# 720 rear axle nut need help please



## vtowntommy (Mar 4, 2007)

What is this axle nut called?, It looks like a gear with teeth on the side, I cant find any tools for it to torque it down. Is it a spindle nut , castellated or something else ? trying to make something but the torque required for this is alot and the tools teeth will bend or come apart or break ., I need a solid tool for this. I asked around at machine shops, auto stores, and garages and the dealership this must be some closely guarded mechanic secret for it dosent seem to exist and I cant even find a picture of it on the internet. I Have a 83 720 4x4 pickup, changed the bearing 3 months ago and cant get the nut back on. Screws down on the axle shaft so I cant get a socket on it since the shaft goes through it. spanners wont work either, teeth are flat on the nut.


----------



## SPEEDO (Jun 9, 2003)

you should have a couple of washers then the nut... wait... your not talking about
the brake ring for the hub.... are you??? are the teeth on the inside by chance??


----------



## vtowntommy (Mar 4, 2007)

I found a picture at MS-172236-58 Retaining Nut but they still don't have the right tool, the half shaft axle is over 2 feet, need something to grab and torque this sucker from the side or a replacement nut of some kind thats easier to deal with, the hub carriage bolts come up about 2 inches around the bearing to further complicate this, the tool needs a handle above the four bolts. tried makeing stuff but the twisting torque bends any prongs i get into the teeth , has to be one solid freakin tough tool.


----------



## smj999smj (Jan 1, 2006)

The part that tightens the rear axle bearing locknut is Kent-Moore Tool# ST38020000. It works like a big T-handle with the socket in the middle and slides over the shaft down to the back of the backing plate, where it engages the locknut and gives you sufficient clearance of the studs. To remove, you bend the metal tang into a flat position and upon re-installing, you bend the metal tang up to lock the lock nut. 
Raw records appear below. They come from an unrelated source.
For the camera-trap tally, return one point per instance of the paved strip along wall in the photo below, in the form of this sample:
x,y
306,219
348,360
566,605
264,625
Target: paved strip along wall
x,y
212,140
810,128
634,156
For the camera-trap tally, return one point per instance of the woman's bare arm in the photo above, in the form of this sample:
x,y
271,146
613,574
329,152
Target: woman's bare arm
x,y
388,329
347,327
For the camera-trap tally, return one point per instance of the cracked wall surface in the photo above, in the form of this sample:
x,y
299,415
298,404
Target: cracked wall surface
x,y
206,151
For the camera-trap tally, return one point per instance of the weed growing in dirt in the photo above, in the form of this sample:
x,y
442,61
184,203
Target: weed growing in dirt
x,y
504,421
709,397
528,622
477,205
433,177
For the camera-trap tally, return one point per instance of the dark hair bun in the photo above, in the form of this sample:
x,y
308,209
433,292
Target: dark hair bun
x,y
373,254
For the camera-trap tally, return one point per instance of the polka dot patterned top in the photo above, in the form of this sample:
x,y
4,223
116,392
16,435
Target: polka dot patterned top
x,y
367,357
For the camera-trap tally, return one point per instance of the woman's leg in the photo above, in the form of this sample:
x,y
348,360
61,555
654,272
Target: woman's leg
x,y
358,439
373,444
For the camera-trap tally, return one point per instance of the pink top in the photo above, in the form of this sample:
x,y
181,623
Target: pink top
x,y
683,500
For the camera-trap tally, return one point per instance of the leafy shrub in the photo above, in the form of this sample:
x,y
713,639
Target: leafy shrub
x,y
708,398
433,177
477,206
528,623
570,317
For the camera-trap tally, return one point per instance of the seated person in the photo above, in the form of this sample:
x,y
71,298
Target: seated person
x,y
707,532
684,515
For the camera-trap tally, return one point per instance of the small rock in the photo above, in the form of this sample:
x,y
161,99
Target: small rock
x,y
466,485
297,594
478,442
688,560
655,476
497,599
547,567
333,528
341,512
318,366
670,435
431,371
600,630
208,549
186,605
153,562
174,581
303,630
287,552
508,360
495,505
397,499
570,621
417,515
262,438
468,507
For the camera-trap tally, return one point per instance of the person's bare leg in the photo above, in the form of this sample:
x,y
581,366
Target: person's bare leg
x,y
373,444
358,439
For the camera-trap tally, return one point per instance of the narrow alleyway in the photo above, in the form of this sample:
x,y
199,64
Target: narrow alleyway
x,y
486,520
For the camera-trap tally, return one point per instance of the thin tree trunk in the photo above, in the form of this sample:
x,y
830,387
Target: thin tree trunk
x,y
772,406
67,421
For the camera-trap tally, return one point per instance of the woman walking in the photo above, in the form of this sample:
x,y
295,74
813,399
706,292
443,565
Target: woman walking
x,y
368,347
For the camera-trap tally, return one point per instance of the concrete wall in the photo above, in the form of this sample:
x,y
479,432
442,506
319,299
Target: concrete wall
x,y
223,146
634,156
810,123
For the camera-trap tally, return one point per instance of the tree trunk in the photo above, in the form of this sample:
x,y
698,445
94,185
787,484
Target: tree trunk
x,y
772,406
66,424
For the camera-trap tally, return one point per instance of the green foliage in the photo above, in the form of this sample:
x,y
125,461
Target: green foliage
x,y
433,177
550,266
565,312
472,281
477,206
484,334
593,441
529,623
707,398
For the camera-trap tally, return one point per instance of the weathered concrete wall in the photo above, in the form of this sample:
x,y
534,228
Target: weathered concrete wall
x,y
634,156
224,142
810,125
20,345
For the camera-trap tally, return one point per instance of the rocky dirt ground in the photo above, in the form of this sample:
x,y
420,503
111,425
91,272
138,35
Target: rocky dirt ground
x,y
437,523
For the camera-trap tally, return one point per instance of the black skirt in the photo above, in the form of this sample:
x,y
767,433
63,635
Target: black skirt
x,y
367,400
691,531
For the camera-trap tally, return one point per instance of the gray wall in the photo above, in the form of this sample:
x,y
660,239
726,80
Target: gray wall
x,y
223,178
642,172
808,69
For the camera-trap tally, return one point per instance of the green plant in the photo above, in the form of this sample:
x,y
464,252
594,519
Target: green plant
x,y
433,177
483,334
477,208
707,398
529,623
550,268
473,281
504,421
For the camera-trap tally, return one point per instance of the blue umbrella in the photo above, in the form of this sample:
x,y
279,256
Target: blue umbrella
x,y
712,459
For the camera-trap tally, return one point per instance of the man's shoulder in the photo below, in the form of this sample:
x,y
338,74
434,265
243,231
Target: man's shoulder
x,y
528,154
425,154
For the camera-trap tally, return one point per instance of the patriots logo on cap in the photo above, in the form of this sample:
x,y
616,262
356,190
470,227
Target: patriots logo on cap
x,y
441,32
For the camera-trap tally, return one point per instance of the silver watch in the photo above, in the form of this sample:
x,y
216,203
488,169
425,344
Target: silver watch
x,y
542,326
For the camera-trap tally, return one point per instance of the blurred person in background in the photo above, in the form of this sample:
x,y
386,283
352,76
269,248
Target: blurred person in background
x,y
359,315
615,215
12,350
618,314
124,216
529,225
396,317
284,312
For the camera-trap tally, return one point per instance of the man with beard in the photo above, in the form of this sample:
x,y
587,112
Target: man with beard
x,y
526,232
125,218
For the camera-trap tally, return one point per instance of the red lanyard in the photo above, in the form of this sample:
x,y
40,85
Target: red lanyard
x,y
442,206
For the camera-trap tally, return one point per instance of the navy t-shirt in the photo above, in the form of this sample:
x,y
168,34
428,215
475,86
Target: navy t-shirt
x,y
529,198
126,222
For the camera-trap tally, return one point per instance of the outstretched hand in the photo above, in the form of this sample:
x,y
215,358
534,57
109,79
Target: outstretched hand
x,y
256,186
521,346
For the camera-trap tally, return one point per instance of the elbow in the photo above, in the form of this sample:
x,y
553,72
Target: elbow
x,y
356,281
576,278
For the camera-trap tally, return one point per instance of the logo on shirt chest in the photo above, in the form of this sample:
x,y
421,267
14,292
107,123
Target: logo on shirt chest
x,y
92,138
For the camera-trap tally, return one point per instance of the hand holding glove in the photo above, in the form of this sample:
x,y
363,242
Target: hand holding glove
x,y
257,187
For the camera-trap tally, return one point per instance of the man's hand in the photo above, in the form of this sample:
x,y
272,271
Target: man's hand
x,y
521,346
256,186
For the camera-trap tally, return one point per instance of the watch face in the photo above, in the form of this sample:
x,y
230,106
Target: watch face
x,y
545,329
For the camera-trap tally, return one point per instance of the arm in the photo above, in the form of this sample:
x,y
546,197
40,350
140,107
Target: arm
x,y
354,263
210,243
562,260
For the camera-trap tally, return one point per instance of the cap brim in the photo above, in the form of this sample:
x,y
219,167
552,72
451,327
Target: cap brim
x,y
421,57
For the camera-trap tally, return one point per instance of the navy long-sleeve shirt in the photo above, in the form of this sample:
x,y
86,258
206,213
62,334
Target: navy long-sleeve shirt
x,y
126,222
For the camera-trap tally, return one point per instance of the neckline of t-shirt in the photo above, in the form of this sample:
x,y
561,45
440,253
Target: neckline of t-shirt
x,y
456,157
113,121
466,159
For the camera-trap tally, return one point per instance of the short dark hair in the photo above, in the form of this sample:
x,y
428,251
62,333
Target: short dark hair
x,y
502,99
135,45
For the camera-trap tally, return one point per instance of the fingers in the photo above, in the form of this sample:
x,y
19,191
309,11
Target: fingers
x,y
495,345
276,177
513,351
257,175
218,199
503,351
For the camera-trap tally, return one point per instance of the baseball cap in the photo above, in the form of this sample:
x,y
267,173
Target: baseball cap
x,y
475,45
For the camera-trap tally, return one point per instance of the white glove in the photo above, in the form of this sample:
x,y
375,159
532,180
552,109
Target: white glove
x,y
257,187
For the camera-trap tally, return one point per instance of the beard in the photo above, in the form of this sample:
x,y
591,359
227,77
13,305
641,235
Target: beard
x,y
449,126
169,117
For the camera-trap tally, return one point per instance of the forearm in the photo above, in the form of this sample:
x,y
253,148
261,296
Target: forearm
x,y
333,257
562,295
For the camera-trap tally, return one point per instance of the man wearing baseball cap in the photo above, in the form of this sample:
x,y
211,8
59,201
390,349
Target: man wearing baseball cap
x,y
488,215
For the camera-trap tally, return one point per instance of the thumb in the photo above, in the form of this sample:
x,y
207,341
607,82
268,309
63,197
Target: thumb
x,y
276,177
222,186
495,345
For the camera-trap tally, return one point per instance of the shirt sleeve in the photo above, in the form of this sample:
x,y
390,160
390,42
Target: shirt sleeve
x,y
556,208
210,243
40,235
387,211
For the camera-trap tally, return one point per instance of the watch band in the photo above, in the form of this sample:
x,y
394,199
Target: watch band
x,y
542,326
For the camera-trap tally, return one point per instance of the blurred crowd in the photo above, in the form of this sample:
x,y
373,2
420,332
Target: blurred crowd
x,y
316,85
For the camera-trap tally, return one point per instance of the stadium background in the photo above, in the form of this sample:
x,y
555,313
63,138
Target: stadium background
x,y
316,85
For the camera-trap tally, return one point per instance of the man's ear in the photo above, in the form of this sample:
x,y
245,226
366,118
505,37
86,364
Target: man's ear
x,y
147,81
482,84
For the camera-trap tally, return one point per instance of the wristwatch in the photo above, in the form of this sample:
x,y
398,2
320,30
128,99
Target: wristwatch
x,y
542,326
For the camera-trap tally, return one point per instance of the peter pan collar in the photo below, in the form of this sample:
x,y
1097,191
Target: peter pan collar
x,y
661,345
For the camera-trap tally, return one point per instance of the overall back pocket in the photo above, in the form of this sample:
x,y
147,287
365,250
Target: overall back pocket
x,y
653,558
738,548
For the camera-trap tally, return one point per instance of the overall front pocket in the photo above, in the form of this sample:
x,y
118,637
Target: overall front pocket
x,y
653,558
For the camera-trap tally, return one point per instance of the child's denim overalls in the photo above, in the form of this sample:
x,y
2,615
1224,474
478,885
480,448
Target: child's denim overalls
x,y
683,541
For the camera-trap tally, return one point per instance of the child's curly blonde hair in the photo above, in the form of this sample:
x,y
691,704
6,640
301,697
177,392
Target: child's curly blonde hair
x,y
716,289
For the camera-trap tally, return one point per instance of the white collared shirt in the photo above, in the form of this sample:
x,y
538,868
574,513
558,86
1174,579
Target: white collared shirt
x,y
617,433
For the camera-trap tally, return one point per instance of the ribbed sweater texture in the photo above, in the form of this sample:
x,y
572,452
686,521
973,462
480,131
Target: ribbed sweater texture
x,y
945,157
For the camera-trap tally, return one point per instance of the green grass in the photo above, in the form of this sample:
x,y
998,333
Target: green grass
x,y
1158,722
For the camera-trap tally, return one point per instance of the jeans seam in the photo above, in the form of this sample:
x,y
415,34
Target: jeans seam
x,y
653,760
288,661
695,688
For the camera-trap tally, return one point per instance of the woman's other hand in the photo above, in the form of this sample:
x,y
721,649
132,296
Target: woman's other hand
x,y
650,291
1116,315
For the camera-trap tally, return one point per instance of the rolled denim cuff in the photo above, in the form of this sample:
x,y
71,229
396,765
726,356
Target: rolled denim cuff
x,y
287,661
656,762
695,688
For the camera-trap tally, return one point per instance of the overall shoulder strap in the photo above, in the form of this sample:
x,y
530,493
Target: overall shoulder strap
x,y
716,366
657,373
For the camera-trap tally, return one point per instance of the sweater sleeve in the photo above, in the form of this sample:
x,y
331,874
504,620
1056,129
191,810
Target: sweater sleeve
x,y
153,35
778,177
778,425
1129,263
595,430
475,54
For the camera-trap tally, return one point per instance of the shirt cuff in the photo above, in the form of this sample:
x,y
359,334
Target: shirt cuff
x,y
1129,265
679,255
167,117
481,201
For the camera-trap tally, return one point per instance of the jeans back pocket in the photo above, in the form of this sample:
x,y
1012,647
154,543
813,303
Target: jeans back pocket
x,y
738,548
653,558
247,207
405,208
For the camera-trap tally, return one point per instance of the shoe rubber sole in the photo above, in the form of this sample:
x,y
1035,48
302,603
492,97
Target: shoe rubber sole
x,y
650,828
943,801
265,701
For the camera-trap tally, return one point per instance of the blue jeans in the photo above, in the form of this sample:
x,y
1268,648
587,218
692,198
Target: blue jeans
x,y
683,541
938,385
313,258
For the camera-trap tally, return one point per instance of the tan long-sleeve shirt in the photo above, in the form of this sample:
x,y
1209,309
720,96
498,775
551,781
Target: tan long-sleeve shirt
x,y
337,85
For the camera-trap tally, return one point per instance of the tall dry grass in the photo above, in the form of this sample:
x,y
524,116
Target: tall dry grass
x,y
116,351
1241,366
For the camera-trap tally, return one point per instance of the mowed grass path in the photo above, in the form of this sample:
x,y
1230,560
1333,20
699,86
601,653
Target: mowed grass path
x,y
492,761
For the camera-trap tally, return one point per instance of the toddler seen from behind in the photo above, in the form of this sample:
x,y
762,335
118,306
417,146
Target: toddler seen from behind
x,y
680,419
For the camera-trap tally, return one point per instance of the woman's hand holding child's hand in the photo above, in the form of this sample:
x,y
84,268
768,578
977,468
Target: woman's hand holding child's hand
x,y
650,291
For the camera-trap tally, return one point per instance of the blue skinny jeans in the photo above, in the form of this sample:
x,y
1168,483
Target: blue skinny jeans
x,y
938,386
If you need to replace the bearing, bearing cage and backing plate from the axle, another tool, Kent-Moore #HT72480000 is used along with a press. 

These tools were originally forced-shipped to Nissan dealers in the day, but trying to find a dealer with one might be a little tough due to the age of the vehicle. Your best bet would be a dealer that was in business in 1983 and hope that they still have the old tool boards up and organized. Most probably have been lost, stolen or buried in a box somewhere over the years. You may be able to purchase one through Kent Moore or have the Nissan dealer's parts dept. purchase one for you with the number I gave you, but expect it to be very expensive. Kent-Moore makes great tools and offer a lifetime warranty and make special tools for many manufacturers...and they get every penny they can for them and then some!


----------